Unlike my thesis readers, who may or may not have made it through all 244 pages, you get to experience the condensed version. The full PDF is here, if you’re into reading and citations.

Participatory Aid
People are using information and communication technologies (like the internet) to help each other in times of crisis (natural or man-made). This trend is the evolution of a concept known as “mutual aid”, introduced by Russian polymath Peter Kropotkin in 1902 in his argument that our natural sociable inclinations towards cooperation and mutual support are underserved by capitalism’s exclusive focus on the self-interested individual. My own reaction is to the bureaucracy’s underserving of informal and public-led solutions.

The practice of mutual aid has been greatly accelerated and extended by the internet’s global reach. I introduce the term “participatory aid” to describe the new reality where people all over the planet can participate in providing aid in various forms to their fellow humans. In many of these cases, that aid is mediated at least partially by technology, rather than exclusively by formal aid groups.

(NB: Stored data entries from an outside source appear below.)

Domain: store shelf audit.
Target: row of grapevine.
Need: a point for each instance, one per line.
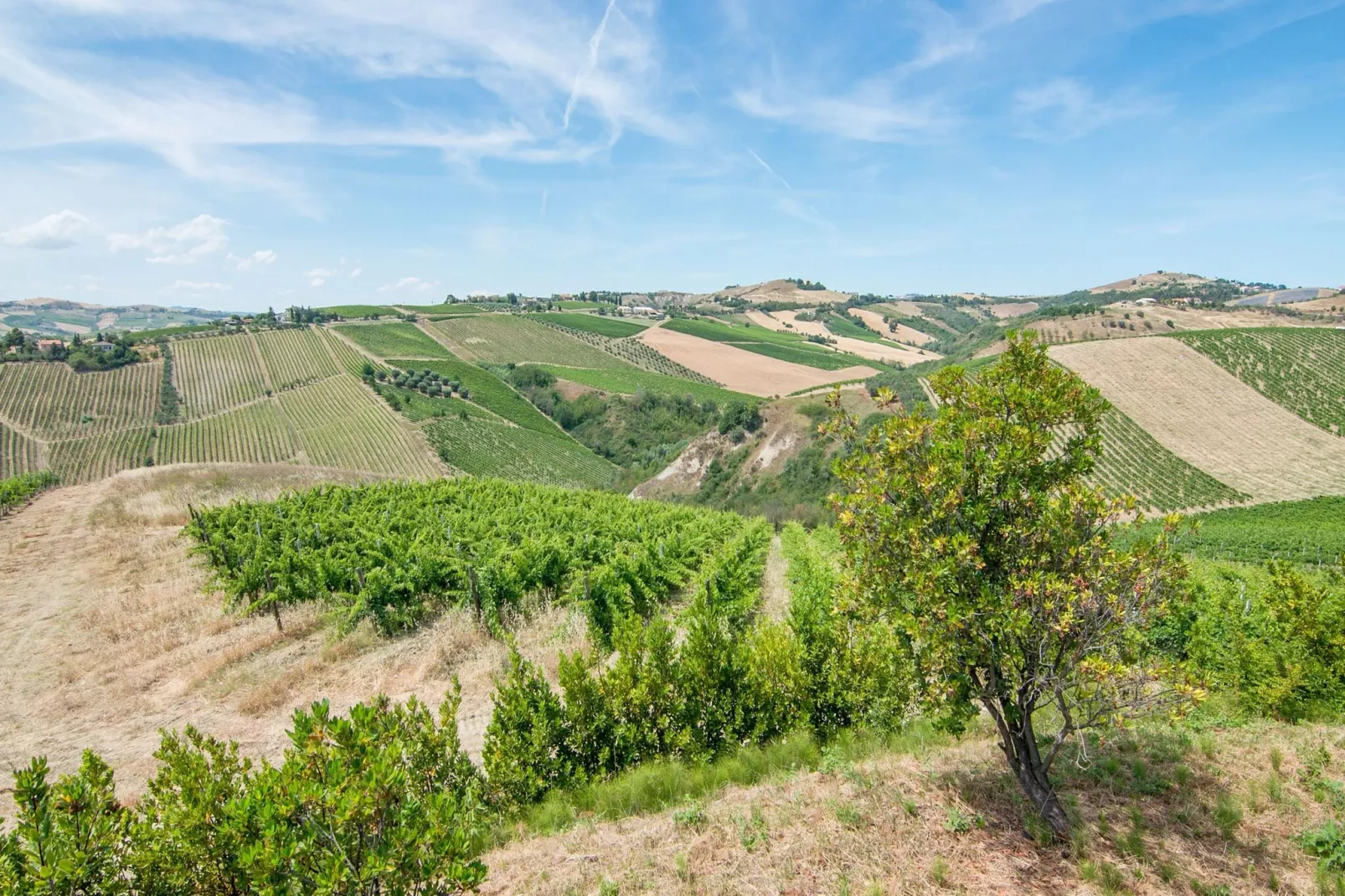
(1134, 463)
(1298, 368)
(341, 424)
(514, 339)
(394, 552)
(295, 357)
(635, 353)
(51, 401)
(18, 454)
(486, 448)
(78, 461)
(18, 490)
(217, 374)
(252, 434)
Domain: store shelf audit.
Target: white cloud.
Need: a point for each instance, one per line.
(257, 259)
(317, 276)
(869, 113)
(178, 245)
(415, 284)
(53, 232)
(191, 286)
(1064, 109)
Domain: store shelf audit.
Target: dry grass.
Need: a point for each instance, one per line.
(1153, 816)
(1211, 419)
(111, 632)
(744, 370)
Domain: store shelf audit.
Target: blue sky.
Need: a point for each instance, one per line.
(240, 153)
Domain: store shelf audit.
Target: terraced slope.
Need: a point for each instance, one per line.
(1301, 369)
(514, 339)
(217, 374)
(50, 401)
(339, 424)
(1134, 463)
(1209, 419)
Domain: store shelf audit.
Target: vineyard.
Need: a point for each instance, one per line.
(1133, 463)
(1301, 369)
(610, 327)
(393, 341)
(635, 353)
(1307, 532)
(295, 357)
(488, 392)
(339, 424)
(252, 434)
(399, 552)
(513, 339)
(486, 448)
(18, 454)
(78, 461)
(51, 401)
(765, 342)
(215, 374)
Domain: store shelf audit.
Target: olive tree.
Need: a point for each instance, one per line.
(976, 533)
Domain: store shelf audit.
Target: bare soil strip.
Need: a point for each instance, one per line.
(744, 370)
(1211, 419)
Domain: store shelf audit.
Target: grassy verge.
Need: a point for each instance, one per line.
(662, 785)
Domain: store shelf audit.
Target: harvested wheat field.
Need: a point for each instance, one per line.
(1211, 419)
(788, 322)
(108, 632)
(744, 370)
(945, 817)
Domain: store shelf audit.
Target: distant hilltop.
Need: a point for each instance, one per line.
(64, 317)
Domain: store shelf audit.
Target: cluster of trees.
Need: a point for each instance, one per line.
(97, 353)
(636, 432)
(384, 801)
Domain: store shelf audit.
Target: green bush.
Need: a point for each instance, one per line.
(1267, 638)
(381, 801)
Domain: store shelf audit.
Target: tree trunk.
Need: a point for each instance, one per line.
(1018, 743)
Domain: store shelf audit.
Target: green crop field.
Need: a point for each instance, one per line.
(487, 390)
(51, 401)
(631, 381)
(362, 311)
(783, 346)
(341, 424)
(1134, 463)
(295, 357)
(215, 374)
(348, 358)
(252, 434)
(515, 339)
(78, 461)
(610, 327)
(1311, 532)
(1298, 368)
(486, 448)
(393, 341)
(18, 454)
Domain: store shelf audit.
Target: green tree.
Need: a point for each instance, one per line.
(976, 533)
(70, 837)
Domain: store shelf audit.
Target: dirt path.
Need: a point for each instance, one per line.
(775, 588)
(108, 632)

Formal aid groups like the UN and Red Cross are facing disintermediation not entirely unlike we’ve seen in the music, travel, and news industries. Members of the public are increasingly turning towards direct sources in crises rather than large, bureaucratic intermediaries. Information is increasingly likely to originate from people on the ground in those places rather than news companies, and there is a rich and growing number of ways to help, as well.